Compared with the previous cases, these multiplicative numerical constants have less significance. However, based on the found fitting constants, the quadratic contribution is smaller than the linear one. This may suggest that the nonlinear terms could be exponential or logarithmic. To fully understand the phenomenon mathematically, one would probably have to increase the amount of data available and combine all the independent variables (temperature, time, thickness, fill density, and gravity) into a single characteristic numerical equation (not necessarily polynomial). This would allow for the separation of the contribution of SME and viscoelastic effects.

4. Conclusions and Outlooks

Numerous results and considerations regarding material behavior and the shape-memory effect were obtained through the conducted experiments and analyses on 180 specimens performed in this research. However, by using curve- and surface-fitting tools for data analysis, the complexity of the problem was even more evident, given a large number of independent variables involved and the lack of mathematical knowledge related to SME. However, for the possible applications and feasible devices, such as passive sensors, the methodology of applied research proved to be the correct way to pursue the studies.
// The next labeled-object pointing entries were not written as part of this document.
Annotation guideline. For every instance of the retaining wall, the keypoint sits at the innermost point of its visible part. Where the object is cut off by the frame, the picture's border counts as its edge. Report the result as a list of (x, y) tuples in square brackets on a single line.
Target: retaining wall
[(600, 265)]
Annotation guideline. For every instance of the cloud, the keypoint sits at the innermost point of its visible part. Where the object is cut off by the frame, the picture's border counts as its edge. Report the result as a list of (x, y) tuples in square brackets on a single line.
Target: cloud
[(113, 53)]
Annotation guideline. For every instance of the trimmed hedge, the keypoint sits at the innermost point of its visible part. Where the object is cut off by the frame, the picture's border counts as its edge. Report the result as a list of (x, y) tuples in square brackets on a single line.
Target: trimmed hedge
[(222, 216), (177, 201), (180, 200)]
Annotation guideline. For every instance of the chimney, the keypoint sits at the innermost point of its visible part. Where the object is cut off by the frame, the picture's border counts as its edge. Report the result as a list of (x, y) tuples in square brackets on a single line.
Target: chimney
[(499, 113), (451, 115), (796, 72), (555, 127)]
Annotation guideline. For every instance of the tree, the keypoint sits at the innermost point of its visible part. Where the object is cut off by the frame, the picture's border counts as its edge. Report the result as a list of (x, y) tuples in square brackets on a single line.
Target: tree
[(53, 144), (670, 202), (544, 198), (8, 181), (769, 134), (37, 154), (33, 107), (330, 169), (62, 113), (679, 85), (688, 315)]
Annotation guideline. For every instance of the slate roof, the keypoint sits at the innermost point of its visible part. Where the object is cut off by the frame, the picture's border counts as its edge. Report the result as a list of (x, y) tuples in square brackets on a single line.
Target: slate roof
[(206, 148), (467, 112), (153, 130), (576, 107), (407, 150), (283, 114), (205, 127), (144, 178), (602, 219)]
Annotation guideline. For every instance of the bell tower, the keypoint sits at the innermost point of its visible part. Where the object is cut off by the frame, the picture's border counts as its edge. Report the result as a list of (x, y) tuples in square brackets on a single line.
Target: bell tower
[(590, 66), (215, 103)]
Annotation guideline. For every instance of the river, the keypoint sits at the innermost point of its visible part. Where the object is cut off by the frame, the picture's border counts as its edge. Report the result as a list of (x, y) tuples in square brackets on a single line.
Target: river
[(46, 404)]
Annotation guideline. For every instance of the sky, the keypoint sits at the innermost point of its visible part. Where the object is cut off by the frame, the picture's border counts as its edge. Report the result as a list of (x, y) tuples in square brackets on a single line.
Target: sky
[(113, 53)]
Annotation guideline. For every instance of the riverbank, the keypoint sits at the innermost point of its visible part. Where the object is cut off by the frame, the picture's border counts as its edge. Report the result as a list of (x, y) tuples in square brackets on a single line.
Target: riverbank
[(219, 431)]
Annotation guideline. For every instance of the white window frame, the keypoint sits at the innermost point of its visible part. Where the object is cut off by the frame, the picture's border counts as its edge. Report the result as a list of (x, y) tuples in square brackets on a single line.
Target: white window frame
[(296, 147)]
It was ascertained that samples with a filling density of 60%, and a total thickness of 0.4 mm, responded readily to the activation of the shape-memory phenomenon, showing high flexural curvatures for short exposure times and for temperatures close to that of the glass transition (55 °C). Thereby, through this research, the potential of this new 4D-printing technology and the possible results that can be achieved with more in-depth future work is understood. To extend this research, it would be fascinating to interpolate all the experimental results obtained, looking for a link between the independent variables. Then, a characteristic constant of the SME could be derived, which links all the variables, and which could depend on the amount of PLA used to produce the component itself. All this could lead to an understanding about the amount of residual stress generated during the printing process. Continuing in this direction, through more excellent computer support, the development of a complete prediction of deformations (via FEA), and the implementation of the possibility of cyclic recovery of one’s form, one could easily associate this technology with various fields of engineering application. The goal, given the high potential, could be the development of bio-based passive sensors that do not require external (electronic) components and reduce material waste and environmental impact due to the minimization of the number of components and the biodegradability of the PLA.